Il Canada rinuncia ai cacciabombardieri F-35
Il governo conservatore canadese del premier Stephen Harper ha annunciato la riapertura della competizione internazionale per un nuovo jet da combattimento destinato a rimpiazzare i 77 CF-18 oggi in servizio, rinunciando di fatto ad acquisire 65 F-35A dalla statunitense Lockheed Martin commissionati due anni or sono. “Abbiamo spinto il tasto reset e stiamo e effettueremo una completa valutazione di tutti gli aerei sul mercato” ha detto il ministro dei lavori pubblici Rona Ambrose. Di “reset” ha parlato anche il ministro della Difesa Peter MacKay “per bilanciare le necessità militari con gli interessi dei contribuenti”.

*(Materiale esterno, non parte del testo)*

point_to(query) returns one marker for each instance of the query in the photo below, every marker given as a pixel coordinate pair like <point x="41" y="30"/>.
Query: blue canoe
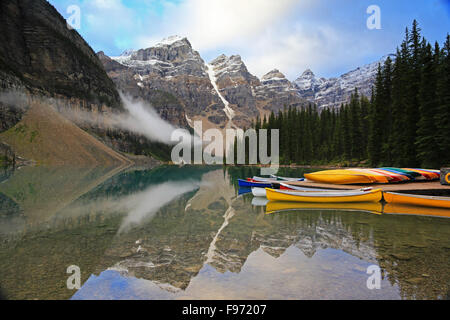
<point x="248" y="184"/>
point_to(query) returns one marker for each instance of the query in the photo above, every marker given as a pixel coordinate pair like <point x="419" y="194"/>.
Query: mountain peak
<point x="127" y="53"/>
<point x="169" y="41"/>
<point x="274" y="74"/>
<point x="308" y="73"/>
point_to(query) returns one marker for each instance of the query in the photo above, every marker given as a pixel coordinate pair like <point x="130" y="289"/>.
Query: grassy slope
<point x="48" y="138"/>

Lockheed Martin non ha commentato la decisione di Ottawa limitandosi a sottolineare di essere stata “un partner delle forze armate canadesi per più di 50 anni” e aggiungendo che “continua a sostenere il governo canadese per fornire all’aeronautica un aereo di quinta generazione”.

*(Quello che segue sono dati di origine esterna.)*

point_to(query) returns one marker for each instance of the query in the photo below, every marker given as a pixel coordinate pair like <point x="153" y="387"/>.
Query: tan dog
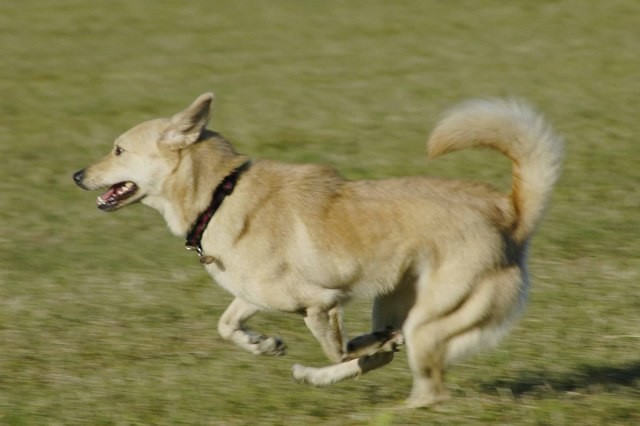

McKay annunciò il varo del programma F-35 nel luglio 2010 definendo l’aereo “l’unico tipo di cacciabombardiere che risponde alla perfezioni ai bisogni delle Forze armate canadesi”. I costi annunciati da McKay per 65 velivoli, 9 miliardi di dollari, vennero aggiornati l’anno scorso dal governo a 16 miliardi da spalmare sui bilanci di 20 anni. Cifre contestate da un rapporto del General Account Office (la Corte dei conti canadese) e del tutto smentite dal rapporto commissionato dal governo alla società di ricerche KPMG che ha evidenziato anche i costi di gestione degli F-35 Lightning 2 giungendo a una cifra complessiva per 45,8 miliardi di dollari nei prossimi 42 anni, pari a quasi 700 milioni di dollari per ogni velivolo.

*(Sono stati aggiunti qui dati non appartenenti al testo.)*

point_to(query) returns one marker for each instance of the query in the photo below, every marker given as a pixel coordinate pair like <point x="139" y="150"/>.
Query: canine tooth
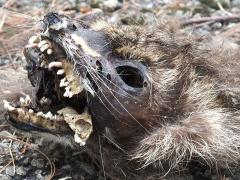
<point x="49" y="51"/>
<point x="22" y="101"/>
<point x="42" y="43"/>
<point x="55" y="64"/>
<point x="60" y="72"/>
<point x="7" y="106"/>
<point x="44" y="47"/>
<point x="49" y="115"/>
<point x="63" y="82"/>
<point x="31" y="45"/>
<point x="33" y="39"/>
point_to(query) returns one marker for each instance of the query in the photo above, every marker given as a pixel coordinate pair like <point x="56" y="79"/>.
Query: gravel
<point x="75" y="164"/>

Il costo di ogni singolo velivolo “nudo” (cioè esclusi ricambi ed armamenti) è valutato oggi 88 milioni di dollari contro i 65 previsti inizialmente ma nuovi rincari sono in arrivo considerati i ritardi del programma e i tagli agli ordinativi annuali anche da parte del Pentagono che stanno facendo lievitare ulteriormente i costi. Secondo le tabelle di previsione del Pentagono i jet della versione A costeranno infatti 90 milioni di dollari ma solo nel 2017 mentre quelli prodotti nei prossimi tre anni avranno un costo progressivamente in calo da 127 a 95 milioni di dollari. Abissale inoltre la differenza tra i costi di manutenzione della flotta di F-35 annunciati dal governo (8,9 miliardi) e rilevati da KPMG (15,2) che ha valutato costi operativi in 19 miliardi contro i 9 stimati dal ministero della Difesa. Le valutazioni di KPMG sono state confermate dal colonnello Melinda F. Morgan, portavoce del Pentagono, che le ha definite “in linea con le previsioni del Pentagono circa i cisti del velivolo”. Oltre ai costi il velivolo non è ancora stato messo a punto ma mostra già carenze sotto il profilo dell’autonomia e delle prestazioni “stealth” , cioè della capacità di risultare invisibile ai radar nemici, che doveva costituire l’asso nella manca del jet. L’ex comandante dell’aeronautica canadese, generale Steve Lucas, ha ammesso che nel raccomandare l’adozione dell’F 35, nel 2006, i vertici militari non fornirono alcune “informazioni chiave” sul velivolo. La rinuncia al jet di Lockheed Martin riapre quindi la gara per il nuovo cacciabombardiere della Royal Canadian Air Force, alla quale parteciperà anche l’F-35 insieme agli F-18 Super Hornet di Boeing, al francese Dassault Rafale e all’Eurofighter Typhoon . L’analisi dei costi effettuata dai canadesi può essere utile anche per valutare quanto potranno costeranno complessivamente gli F-35 italiani considerato che dei 90 previsti ben 30 sono nella versione B a decollo corto e atterraggio verticale, molto più costosa della versione A ( 127 milioni contro 164 per i velivoli in acquisizione nel 2013).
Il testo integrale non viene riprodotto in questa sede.